The stages through which a drug discovery/development project proceeds from inception to marketing and beyond are illustrated in the following text. From this outline, the complexity of the task of finding new therapeutic agents is evident:
• Identification of target disease, establishment of a multidisciplinary research team, selection of a promising approach, and decision on a sufficient budget. Initiation of chemistry, which normally involves synthesis based on available chemicals or collection of natural product sources. Start of pharmacology, includes suitable screening methods and choice of receptor binding and/or enzymatic assays.
• Confirmation of potential utility of initial class(es) of compounds in animals, focusing on potency, selectivity, and apparent toxicity.
• Analogue syntheses of the most active compounds, planned after careful examination of literature and patents. More elaborated pharmacology in order to elucidate mode of action, efficacy, acute and chronic toxicity, and genotoxicity. Studies of ADME characteristics. Planning of large scale synthesis and initiation of formulation studies. Application for patent protection.
These first project phases, which typically last 4-5 years, are followed by very time- and resource-demanding clinical, regulatory, and marketing phases, which normally last about 10 years:
• Phase I clinical studies, which include safety, dosage, and blood level studies.
• Phase II clinical studies focusing on efficacy and side effects.
• Phase III clinical studies, which involve studies of range of efficacy and long-term and rare side effects.
• Regulatory review.
• Marketing and phase IV clinical studies focusing on long-term safety.
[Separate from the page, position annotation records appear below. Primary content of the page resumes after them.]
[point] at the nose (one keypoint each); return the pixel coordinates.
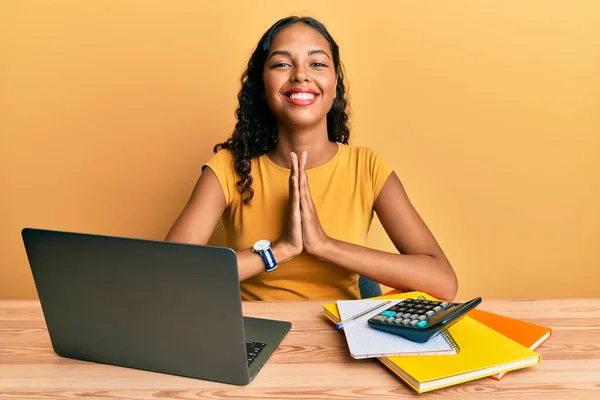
(299, 74)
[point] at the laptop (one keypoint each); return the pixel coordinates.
(151, 305)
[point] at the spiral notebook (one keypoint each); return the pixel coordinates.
(366, 342)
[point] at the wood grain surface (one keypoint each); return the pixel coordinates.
(311, 363)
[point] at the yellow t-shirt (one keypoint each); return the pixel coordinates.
(343, 189)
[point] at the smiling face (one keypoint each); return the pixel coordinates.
(299, 76)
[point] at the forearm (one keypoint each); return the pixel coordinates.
(399, 271)
(251, 264)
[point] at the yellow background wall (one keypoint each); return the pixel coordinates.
(488, 111)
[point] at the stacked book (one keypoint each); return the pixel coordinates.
(482, 344)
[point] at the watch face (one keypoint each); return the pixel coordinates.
(262, 245)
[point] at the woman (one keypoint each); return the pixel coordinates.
(295, 199)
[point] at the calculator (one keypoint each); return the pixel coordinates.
(418, 319)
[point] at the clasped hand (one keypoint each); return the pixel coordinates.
(302, 229)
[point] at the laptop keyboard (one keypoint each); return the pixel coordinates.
(253, 349)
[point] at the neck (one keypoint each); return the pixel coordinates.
(313, 140)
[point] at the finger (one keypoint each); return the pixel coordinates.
(295, 187)
(303, 177)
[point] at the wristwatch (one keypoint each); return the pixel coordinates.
(263, 247)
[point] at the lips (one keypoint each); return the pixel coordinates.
(301, 97)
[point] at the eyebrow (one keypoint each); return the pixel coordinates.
(287, 53)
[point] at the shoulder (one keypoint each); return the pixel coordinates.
(222, 157)
(370, 165)
(363, 154)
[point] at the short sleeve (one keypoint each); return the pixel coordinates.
(222, 165)
(380, 172)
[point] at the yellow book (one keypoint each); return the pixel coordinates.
(481, 352)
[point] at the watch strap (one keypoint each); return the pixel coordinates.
(269, 259)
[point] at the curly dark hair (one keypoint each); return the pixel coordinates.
(255, 132)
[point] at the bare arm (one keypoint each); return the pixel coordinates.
(199, 218)
(421, 265)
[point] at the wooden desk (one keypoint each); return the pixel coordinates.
(311, 363)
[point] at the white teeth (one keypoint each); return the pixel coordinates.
(302, 96)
• Very large-scale synthesis.
• Distribution, advertisement, and education of marketing and information personnel.
After these project stages from initiation to successful therapeutic application after approval, the patent protection expires, normally after 17-25 years, and generic competition becomes a reality.
This outline of a drug development project illustrates that, at best, it takes many years to introduce a new therapeutic agent, and it must be kept in mind that most projects are terminated before marketing, even at advanced stages of clinical studies.